Panel 6: The Evolution of Our Industry: What Does the Future Hold? Brought To You By PadSquad
Reesa Lake, Digital Brand Architects
How has blogging changed since you first started blogging or started working with bloggers?
Liz of Late Afternoon: When I started, there wasn’t monetization. Now you’re trying to work with brands that work with you and help expose them to your readers.
Andrea of L2: It used to be opportunistic in terms of the brand.
It’s kinda art and science. I think there will be more emphasis on numbers, but the art side won’t go away.
Jake of GQ: Menwear blogging is still in its infantile stage. Now we’re seeing lazy blogging, and what I find inexcusable. It’s becoming a mass regurgitation. Going forward, if you want to get involved in this world, you need to find your talent to back it up.

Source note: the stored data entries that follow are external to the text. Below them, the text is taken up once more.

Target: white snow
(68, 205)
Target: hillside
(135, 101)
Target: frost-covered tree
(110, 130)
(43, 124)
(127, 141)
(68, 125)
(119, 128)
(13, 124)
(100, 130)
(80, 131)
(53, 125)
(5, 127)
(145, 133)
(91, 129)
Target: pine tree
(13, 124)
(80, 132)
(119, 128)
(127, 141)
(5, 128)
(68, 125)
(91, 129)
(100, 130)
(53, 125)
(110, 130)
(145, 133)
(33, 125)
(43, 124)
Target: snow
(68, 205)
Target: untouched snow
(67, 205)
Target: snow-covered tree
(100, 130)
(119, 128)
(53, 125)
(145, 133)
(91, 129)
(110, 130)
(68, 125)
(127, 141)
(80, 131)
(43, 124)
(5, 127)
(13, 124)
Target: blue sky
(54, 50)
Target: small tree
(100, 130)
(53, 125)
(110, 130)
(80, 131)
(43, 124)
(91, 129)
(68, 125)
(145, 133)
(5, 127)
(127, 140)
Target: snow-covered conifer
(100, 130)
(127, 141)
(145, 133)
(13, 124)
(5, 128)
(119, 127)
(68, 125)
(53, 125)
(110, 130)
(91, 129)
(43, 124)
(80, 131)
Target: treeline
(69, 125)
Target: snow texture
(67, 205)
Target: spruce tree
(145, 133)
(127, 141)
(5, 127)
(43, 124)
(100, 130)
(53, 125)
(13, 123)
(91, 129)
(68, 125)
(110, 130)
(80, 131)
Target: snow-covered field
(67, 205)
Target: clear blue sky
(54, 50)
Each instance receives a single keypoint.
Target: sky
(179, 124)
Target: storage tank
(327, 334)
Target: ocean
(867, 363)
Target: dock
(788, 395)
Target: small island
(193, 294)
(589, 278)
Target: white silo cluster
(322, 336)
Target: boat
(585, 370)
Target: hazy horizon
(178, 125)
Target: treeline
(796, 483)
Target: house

What we’re getting is the same style, and not a lot of content.
Mattias of Bloglovin: When we started Bloglovin 5 years ago, it was a community. Then money happened and it changed. It was more like a group of hippies.
Here is the US, top bloggers make 10 -15% from ads, and the rest from collaborations, which has made it more competitive.
Bloggers have been documenting, now they’re becoming brands of their own.
Tips for bloggers to anticipate changes?
Reesa of DBA: Advertising is taking a shift away from ads and being able to pay attention to integrated content. As brands are looking to allocate to blogger, they’ll be looking at your on every single platform.
Andrea of L2: Create that conversation. Brands are starting to work with people that don’t even have blogs, but a big following on Instagram. Start creating great content for social media.
Suggestion: Vine Ap
How do you decide if an app is worth investing time in?
Liz of Late Afternoon: Do I enjoy doing it? I pick the things I find interesting.
How do you see brands using mobile well?
Andrea of L2: Brands are now seeing 25 -30% traffic on moble. Brands are now starting to think about what the user is doing on that platform.
Look at analytics on where your hits are coming from (mobile, web, tablet).
Think through what the numbers look like, and then make a strategy.
How do you see bloggers working with brands changing?
Mattias of Bloglovin: Fuck brands.
It’s cooler to become a brand then do collaborations. It’s also about being happy. That should be a goal.
Reesa of DBA: For clients, what’s their long-term goal? We look at what’s the long-term goal and what the steps are to get there.
Dan of PadSquad: Mobile was lumped together as smartphone and tablet. Now phone is local driven. Tablet is more relaxed.
Tablets should be a clearer content. Smartphone content should be local and action driven.
Your audience is coming from multiple areas.
Are you doing anything to optemize content for tablet vs phone vs web blog.
Liz of Late Afternoon: Diversify content. Find a way to use platforms in diff ways.
Find content that fits each platform best.
Jake of GQ: Site should be your home base. You need to know what you’re good at.
How do you decide what social platforms to use?
Jake of GQ: It’s up to you and you should hone in on that and don’t think you have to use every platform just because you’re a fashion blogger.
Reesa of DBA: Have an understanding of your brand. Having a great media kit that includes metrics, top posts. We look for people we see that have ability to grow.
If you’re really good at something or have a special talent, show that to people. If you have a special skill or talent, show that to your reader.
Dan of PadSquad: Don’t mimic, but steal what they’re good at (organization).
Reesa of DBA: There’s opportunities to build out on social platform.
Andrea of L2: You might know more than what you think you know. Vloggers are optimizing posts more than brands (linking, tagging, mention brands names).
Jake of GQ: Teach the basics. Blogging is incredible, but the backbone is still a craft.
Liz of Late Afternoon: You have to know who you are. You have to know your style. Find yourself. Find your voice. Be confident. Don’t drive yourself made comparing yourself.
Reesa of DBA: Where do you see yourself in 5- 10 years? Who do you want to be? Then take the steps to get there.
How do you recommend brands establish a successful blog?
Liz of Late Afternoon: Add value and put a face behind your blog. Infuse personality and show who’s behind the brand.
Jake of GQ: When you’re starting out, try out anything. See where you get a good response (social channels). Find a way to differentiate and hone in on that.